There’s a viral video making the rounds showing the site of an apparent crashed UFO on the remote island of South Georgia. On closer inspection, however, the object’s true identify is something considerably more banal: It’s just a stupid rock that fell from a nearby mountain.
Crashed UFO, or a landslide runout trail? Image: Google Earth
The video was produced by Secureteam10, and it’s amassed 1.68 million views since being posted on March 3. It claims to show a UFO that crashed on South Georgia, which is located about 4150km from the Antarctic Peninsula. “Unknown Object Leaves Trail of Mystery in Antarctic,” proclaims the introductory text, as if we’re watching a trailer for John Carpenter’s The Thing.
Using Google Earth, the video’s narrator, Tyler Glockner, takes us on a journey in-and-around the purported crash site, saying the snow-covered object appears “to be some sort of massive, elongated or cigar-shaped object that at some point – and we don’t know when – came to a screeching halt in the snow leaving behind it almost a thousand-metre-long trail.”
He points to “some damage that has been done to the side of [a nearby mountain] where we can see this wave of debris extending outwards from the mountain itself, with the main object and trail coming out of it, smashing its way in a very sharp trail,” adding that it “doesn’t look like your typical trail made by a snowball or a … piece of ice tumbling and rolling across the hillside.” Glockner says the object must be something artificial – likely a spacecraft measuring some 63m in length.

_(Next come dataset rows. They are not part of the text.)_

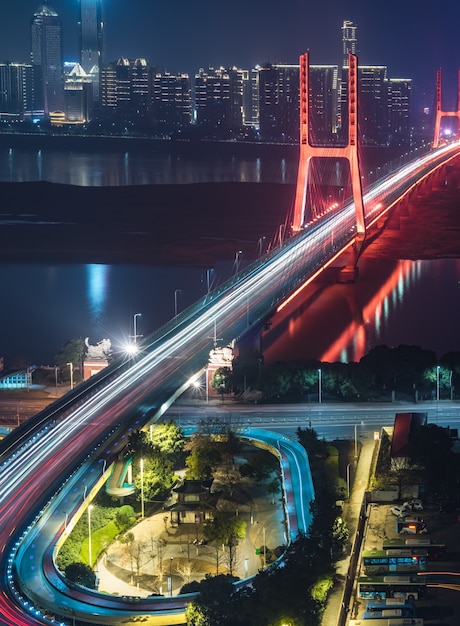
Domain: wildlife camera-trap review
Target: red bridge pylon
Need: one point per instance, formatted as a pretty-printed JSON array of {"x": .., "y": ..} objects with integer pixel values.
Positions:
[
  {"x": 348, "y": 152},
  {"x": 440, "y": 113}
]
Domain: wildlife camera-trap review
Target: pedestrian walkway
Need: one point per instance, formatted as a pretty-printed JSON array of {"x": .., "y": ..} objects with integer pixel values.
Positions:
[{"x": 351, "y": 513}]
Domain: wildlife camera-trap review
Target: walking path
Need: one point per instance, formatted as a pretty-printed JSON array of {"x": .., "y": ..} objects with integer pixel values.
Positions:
[{"x": 161, "y": 559}]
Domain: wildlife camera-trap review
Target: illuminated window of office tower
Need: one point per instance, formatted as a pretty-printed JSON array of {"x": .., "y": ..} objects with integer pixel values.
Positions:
[
  {"x": 349, "y": 40},
  {"x": 91, "y": 39}
]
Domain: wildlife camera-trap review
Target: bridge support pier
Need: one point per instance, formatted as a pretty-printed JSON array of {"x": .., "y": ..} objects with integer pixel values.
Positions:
[{"x": 348, "y": 152}]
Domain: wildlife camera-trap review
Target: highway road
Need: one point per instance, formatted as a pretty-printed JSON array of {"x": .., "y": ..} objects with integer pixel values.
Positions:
[{"x": 89, "y": 423}]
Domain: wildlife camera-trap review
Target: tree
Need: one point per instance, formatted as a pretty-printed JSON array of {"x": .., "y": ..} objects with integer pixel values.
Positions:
[
  {"x": 222, "y": 380},
  {"x": 273, "y": 488},
  {"x": 203, "y": 460},
  {"x": 214, "y": 605},
  {"x": 168, "y": 439},
  {"x": 226, "y": 529},
  {"x": 157, "y": 478},
  {"x": 81, "y": 574}
]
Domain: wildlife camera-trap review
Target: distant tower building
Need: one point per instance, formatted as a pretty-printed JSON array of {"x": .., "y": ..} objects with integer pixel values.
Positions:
[
  {"x": 78, "y": 97},
  {"x": 323, "y": 102},
  {"x": 349, "y": 40},
  {"x": 172, "y": 100},
  {"x": 46, "y": 40},
  {"x": 91, "y": 40},
  {"x": 251, "y": 97},
  {"x": 16, "y": 90},
  {"x": 349, "y": 45},
  {"x": 399, "y": 104},
  {"x": 219, "y": 100}
]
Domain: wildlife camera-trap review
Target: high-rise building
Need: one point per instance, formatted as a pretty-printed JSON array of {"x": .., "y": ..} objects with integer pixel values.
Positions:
[
  {"x": 399, "y": 104},
  {"x": 126, "y": 90},
  {"x": 279, "y": 102},
  {"x": 15, "y": 90},
  {"x": 78, "y": 97},
  {"x": 46, "y": 40},
  {"x": 91, "y": 40},
  {"x": 323, "y": 102},
  {"x": 219, "y": 100},
  {"x": 349, "y": 40},
  {"x": 172, "y": 100}
]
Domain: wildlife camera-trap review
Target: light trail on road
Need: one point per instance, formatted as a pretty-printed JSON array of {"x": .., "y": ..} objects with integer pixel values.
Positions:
[{"x": 37, "y": 460}]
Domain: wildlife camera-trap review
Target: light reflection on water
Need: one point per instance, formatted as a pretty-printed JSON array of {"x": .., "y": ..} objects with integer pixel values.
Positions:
[{"x": 131, "y": 168}]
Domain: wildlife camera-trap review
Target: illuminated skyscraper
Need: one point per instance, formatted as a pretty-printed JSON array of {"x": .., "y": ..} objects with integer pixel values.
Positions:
[
  {"x": 349, "y": 40},
  {"x": 46, "y": 40},
  {"x": 91, "y": 40}
]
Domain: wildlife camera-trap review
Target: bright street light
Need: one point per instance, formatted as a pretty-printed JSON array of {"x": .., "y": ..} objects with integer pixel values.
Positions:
[
  {"x": 237, "y": 261},
  {"x": 176, "y": 293},
  {"x": 71, "y": 374},
  {"x": 142, "y": 488},
  {"x": 135, "y": 336},
  {"x": 348, "y": 480}
]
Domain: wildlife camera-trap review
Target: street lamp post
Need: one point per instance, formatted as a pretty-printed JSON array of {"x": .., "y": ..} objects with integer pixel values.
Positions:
[
  {"x": 356, "y": 439},
  {"x": 142, "y": 488},
  {"x": 237, "y": 261},
  {"x": 71, "y": 374},
  {"x": 176, "y": 293},
  {"x": 90, "y": 547},
  {"x": 208, "y": 279},
  {"x": 264, "y": 540}
]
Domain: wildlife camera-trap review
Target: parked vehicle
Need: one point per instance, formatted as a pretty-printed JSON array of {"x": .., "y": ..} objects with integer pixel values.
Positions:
[
  {"x": 411, "y": 526},
  {"x": 414, "y": 505}
]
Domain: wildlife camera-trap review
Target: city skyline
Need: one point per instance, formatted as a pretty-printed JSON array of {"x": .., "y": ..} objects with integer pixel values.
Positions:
[{"x": 412, "y": 40}]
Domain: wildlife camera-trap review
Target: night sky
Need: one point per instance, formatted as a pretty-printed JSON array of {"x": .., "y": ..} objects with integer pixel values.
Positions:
[{"x": 413, "y": 38}]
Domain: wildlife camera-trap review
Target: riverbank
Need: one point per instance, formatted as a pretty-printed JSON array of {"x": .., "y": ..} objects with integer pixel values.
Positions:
[{"x": 197, "y": 224}]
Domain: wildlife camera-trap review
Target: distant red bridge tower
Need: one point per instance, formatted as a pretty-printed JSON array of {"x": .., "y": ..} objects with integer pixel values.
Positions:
[
  {"x": 440, "y": 113},
  {"x": 348, "y": 152}
]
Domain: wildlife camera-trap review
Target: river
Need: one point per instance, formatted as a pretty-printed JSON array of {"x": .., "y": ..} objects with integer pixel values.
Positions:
[{"x": 44, "y": 305}]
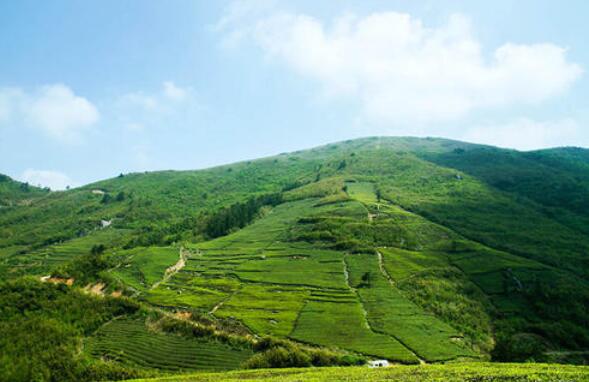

The snow-covered object, and the trail leading back to the mountain. Image: Google Earth
SecureTeam claims to be “your source for alien & UFO related videos, leaks and information“, but in this case they have clearly fancied themselves as geologists. Thankfully, we have a real geologist in the form of The Landslide Blog‘s Dave Petley to set the record straight. Aside from pointing out the rather obvious trajectory problem of the alleged UFO in relation to the “damaged” mountain, Petley says the object in the video is very clearly a boulder that has fallen from that very same mountain.
The debris field, or landslide deposit, trailing from the nearby mountain. Image: Google Earth
The smoking gun in this case is the clearcut presence of a landslide deposit directly above the object in question. As Petley writes at his blog:
Of course the runout trail is quite unusual. I am not sure if a block has detached from within the mass, and then moved downslope, or if it tumbled onto the mass from above, and then slid. If I was a betting man (and I am not) I might go for the latter explanation, but without a more detailed investigation I am speculating. But either way this is conventional landslide behaviour on snow and ice covered surfaces, and we have seen other large isolated boulders travel long distances. In this case the elongate shape of the block favoured sliding rather than rolling, but as the friction of the substrate is low the distance travelled can be large.
Nice try, Secureteam10 – but you’ve clearly stumbled upon a fallen boulder. Sadly, and as the YouTube video’s corresponding comments section demonstrates, science that interferes with wishful thinking tends to be dismissed by the UFO conspiracy theorists who are easily swayed by these sorts of arguments.